Chapter LXVI · Budget Analysis 2026
Central Nuclear Financial Fund
Központi Nukleáris Pénzügyi Alap
42 258,1
Total Budget (MFt)
499,5
Year-1 Saving (MFt)
1.2%
Saving Rate
0,0
Immediate Cuts (MFt)
Chapter LXVI: Központi Nukleáris Pénzügyi Alap (Central Nuclear Financial Fund)
Overview
Chapter LXVI covers the Központi Nukleáris Pénzügyi Alap (KNPA, Central Nuclear Financial Fund), an off-budget state fund established under Hungary’s Atomic Energy Act (Atomtörvény) to finance the back-end of the nuclear fuel cycle. Its statutory mandate encompasses: safe storage and final disposal of radioactive waste, interim storage of spent nuclear fuel, decommissioning of nuclear facilities, and the operation of associated infrastructure. The Fund is managed by a designated ministerial body (currently under the energy and climate policy secretary of state) and implemented operationally by RHK Kft. (Radioaktív Hulladékokat Kezelő Kft., Radioactive Waste Management Ltd.), a public-benefit nonprofit company established in 1998.

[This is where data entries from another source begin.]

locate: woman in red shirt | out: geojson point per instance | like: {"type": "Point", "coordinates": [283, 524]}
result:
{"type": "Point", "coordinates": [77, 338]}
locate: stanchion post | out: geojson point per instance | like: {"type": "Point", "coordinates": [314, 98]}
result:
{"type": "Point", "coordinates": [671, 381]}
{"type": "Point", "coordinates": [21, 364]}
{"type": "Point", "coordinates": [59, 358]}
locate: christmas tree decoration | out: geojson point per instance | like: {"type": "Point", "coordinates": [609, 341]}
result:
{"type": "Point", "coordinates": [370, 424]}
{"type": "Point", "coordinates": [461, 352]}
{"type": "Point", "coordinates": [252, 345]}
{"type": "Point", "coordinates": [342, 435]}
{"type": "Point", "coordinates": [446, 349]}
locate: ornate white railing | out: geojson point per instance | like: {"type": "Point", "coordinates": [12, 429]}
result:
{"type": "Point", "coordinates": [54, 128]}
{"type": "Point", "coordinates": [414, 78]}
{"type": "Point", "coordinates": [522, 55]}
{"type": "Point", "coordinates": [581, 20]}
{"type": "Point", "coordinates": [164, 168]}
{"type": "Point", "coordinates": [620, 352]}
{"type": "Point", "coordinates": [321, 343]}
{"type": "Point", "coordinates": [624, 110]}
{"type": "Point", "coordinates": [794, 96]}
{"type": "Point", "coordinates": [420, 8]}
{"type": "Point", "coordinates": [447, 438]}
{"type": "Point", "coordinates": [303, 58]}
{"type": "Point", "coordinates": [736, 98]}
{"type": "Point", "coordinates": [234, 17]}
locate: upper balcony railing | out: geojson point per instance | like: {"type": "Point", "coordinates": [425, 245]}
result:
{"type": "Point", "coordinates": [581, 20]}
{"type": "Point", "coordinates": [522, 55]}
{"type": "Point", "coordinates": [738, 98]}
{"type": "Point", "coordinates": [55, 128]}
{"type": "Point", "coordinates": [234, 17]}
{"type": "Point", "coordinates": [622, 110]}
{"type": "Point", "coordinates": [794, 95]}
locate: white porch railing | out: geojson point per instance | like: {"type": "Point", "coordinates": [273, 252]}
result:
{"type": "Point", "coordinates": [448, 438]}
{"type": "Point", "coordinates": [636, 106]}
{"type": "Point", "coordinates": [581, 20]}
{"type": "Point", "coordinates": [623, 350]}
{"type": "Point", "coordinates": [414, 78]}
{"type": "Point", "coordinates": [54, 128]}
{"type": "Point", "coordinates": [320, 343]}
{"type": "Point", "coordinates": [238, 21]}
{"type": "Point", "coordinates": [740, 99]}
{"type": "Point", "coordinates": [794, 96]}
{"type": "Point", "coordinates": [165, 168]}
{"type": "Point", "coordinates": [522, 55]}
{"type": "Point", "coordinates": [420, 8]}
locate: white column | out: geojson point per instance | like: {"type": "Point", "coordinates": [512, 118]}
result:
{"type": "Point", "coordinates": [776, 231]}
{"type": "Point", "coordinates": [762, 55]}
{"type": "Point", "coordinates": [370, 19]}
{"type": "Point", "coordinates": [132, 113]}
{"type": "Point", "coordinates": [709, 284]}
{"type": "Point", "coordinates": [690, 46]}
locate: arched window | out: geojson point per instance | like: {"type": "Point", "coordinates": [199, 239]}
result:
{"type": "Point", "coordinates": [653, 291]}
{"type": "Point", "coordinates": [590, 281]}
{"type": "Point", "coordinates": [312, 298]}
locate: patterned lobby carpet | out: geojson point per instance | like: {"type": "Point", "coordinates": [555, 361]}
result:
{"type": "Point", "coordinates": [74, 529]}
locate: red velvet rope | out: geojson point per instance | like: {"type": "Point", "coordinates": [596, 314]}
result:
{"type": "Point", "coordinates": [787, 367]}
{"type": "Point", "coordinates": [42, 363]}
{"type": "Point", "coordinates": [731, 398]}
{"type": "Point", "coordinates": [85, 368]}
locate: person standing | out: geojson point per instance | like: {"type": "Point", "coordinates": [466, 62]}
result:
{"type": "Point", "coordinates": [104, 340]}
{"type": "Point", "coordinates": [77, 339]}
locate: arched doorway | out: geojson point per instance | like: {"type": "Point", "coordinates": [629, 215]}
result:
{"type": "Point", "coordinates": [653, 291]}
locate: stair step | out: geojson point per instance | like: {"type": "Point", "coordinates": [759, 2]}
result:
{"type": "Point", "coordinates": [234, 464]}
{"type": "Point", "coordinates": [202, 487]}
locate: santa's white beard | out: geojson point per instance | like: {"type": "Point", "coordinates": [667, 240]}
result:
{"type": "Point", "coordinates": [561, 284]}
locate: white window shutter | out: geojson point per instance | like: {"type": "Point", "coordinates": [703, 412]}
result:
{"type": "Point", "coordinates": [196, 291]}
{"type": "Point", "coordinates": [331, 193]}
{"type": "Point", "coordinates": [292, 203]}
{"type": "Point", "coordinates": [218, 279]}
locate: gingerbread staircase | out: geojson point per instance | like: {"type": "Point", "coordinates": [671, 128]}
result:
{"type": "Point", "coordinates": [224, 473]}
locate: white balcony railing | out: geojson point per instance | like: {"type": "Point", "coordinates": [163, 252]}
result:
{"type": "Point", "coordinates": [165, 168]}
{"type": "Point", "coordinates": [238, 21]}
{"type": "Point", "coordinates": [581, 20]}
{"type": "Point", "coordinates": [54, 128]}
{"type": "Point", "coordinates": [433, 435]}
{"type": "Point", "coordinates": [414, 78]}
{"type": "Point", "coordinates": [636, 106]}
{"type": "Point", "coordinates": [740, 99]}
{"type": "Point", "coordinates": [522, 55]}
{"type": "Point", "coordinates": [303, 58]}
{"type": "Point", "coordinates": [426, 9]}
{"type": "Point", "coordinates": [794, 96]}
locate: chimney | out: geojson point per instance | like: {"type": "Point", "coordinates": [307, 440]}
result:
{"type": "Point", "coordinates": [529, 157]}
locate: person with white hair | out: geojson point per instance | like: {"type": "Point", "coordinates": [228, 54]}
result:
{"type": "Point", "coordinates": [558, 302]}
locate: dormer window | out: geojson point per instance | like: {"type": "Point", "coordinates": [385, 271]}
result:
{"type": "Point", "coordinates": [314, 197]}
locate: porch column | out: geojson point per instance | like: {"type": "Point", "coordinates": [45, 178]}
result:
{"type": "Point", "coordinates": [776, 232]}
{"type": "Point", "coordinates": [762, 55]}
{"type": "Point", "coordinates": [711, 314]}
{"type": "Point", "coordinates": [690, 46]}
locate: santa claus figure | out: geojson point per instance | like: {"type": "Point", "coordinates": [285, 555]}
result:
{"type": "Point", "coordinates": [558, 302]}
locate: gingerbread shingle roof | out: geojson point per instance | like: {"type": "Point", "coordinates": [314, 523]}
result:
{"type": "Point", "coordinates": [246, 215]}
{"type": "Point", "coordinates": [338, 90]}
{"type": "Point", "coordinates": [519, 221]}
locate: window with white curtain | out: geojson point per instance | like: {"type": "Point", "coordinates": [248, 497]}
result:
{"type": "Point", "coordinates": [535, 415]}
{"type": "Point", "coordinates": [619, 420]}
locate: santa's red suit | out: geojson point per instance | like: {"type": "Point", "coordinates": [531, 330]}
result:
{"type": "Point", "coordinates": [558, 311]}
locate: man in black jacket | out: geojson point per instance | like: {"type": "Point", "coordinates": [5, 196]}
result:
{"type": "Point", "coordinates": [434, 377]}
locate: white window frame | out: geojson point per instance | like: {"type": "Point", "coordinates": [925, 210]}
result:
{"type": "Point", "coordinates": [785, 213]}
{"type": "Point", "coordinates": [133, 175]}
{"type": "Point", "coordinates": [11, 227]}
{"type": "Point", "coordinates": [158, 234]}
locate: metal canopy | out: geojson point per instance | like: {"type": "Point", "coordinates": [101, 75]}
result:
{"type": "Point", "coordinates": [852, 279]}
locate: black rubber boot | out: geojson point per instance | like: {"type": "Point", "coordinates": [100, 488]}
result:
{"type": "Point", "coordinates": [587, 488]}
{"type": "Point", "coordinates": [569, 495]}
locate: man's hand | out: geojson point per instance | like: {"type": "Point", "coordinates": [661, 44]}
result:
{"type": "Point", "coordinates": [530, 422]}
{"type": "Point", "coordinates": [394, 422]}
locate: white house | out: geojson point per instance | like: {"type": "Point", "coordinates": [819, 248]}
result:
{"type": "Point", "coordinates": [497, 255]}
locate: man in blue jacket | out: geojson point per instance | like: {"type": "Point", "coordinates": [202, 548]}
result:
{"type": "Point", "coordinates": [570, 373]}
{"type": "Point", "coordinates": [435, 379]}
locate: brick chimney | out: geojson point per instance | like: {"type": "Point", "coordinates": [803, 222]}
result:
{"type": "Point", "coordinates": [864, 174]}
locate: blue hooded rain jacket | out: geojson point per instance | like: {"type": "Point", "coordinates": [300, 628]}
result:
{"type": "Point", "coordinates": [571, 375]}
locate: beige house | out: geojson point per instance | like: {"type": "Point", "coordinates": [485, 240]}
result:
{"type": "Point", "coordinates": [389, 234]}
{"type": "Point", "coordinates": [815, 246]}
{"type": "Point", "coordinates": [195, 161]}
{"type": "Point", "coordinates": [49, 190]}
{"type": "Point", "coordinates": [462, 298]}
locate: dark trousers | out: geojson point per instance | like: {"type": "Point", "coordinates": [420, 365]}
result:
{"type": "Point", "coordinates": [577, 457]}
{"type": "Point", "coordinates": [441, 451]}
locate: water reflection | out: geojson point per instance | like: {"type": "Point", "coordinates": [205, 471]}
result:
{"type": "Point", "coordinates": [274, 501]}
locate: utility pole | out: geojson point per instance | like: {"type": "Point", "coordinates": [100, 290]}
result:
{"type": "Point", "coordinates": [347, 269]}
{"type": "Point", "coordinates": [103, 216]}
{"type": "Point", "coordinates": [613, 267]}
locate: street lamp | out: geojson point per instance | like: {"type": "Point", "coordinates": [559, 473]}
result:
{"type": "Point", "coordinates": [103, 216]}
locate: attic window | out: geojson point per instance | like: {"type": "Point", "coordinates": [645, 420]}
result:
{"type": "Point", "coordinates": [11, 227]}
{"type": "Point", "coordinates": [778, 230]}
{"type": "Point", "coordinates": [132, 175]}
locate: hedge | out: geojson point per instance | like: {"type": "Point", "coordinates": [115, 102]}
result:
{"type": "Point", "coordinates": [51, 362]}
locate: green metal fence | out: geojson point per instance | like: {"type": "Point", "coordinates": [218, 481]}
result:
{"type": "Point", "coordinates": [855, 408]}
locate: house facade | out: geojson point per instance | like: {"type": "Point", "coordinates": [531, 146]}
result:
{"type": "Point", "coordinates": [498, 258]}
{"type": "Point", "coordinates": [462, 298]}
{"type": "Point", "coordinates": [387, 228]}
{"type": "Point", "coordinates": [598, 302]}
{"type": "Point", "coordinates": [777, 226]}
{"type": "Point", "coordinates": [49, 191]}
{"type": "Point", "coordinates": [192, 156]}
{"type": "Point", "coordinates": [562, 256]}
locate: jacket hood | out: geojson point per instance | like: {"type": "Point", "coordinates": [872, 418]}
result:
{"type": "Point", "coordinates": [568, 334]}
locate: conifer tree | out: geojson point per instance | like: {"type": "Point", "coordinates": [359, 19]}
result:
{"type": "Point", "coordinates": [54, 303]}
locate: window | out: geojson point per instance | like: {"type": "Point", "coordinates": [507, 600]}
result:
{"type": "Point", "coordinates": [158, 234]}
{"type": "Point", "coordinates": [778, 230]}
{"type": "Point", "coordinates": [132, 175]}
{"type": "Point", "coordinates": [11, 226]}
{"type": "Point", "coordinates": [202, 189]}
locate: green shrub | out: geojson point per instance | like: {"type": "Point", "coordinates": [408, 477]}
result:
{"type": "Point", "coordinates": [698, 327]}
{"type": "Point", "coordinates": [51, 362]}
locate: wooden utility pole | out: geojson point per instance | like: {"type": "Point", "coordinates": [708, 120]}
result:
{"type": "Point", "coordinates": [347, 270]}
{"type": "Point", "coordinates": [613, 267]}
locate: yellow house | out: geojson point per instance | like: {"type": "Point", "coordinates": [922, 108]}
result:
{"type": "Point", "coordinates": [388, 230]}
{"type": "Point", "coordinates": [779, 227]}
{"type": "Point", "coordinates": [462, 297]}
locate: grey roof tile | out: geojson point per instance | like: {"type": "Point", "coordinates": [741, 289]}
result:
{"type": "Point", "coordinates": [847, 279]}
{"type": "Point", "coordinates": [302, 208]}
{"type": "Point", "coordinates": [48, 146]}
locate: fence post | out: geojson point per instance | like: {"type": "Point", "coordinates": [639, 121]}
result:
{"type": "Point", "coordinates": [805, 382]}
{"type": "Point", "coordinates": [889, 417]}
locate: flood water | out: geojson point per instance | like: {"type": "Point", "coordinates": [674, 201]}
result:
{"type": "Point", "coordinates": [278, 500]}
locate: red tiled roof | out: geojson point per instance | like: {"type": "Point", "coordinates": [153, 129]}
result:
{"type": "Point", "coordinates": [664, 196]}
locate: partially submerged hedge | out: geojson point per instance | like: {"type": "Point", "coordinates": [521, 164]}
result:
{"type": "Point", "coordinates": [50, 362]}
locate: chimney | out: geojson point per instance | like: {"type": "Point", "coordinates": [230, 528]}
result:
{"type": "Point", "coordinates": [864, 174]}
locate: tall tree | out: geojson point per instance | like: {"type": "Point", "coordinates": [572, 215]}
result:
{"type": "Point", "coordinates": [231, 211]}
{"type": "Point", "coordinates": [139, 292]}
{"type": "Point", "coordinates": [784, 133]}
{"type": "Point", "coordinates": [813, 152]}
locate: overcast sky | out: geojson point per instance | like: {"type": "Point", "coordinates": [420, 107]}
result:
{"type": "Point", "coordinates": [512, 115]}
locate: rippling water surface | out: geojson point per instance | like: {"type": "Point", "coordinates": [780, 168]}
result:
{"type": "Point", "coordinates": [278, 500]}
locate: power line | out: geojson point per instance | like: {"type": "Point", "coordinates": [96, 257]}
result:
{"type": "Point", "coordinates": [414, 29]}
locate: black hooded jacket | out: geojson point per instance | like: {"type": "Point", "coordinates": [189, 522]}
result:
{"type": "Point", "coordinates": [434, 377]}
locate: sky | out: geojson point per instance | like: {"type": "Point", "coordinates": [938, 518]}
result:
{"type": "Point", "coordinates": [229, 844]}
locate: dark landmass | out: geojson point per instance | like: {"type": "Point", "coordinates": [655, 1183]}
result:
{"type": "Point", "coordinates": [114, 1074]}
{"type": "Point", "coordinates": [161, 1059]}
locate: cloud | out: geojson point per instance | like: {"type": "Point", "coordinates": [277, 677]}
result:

The Fund is unusual within the Hungarian budget in that it is largely self-financing: its primary revenue source is mandatory contributions from nuclear facility operators — above all the Paksi Atomerőmű (Paks Nuclear Power Plant) — supplemented by a direct budgetary transfer. The Fund runs a large operating surplus (89,557.8 millió Ft revenue versus 42,258.1 millió Ft total expenditure), reflecting the accumulation of long-term reserves for future decommissioning obligations that are decades away.
2026 Budget Totals:
- Total expenditure: 42,258.1 millió Ft
- Operating (Hazai működési): 12,577.7 millió Ft
- Capital/investment (Hazai felhalmozási): 29,680.4 millió Ft
- Total revenue: 89,557.8 millió Ft
- Net balance (surplus): 47,299.7 millió Ft
Expenditure Analysis
1. Kis- és közepes aktivitású radioaktívhulladék-tárolók beruházása, fejlesztése (Investment and development of low- and intermediate-level radioactive waste repositories)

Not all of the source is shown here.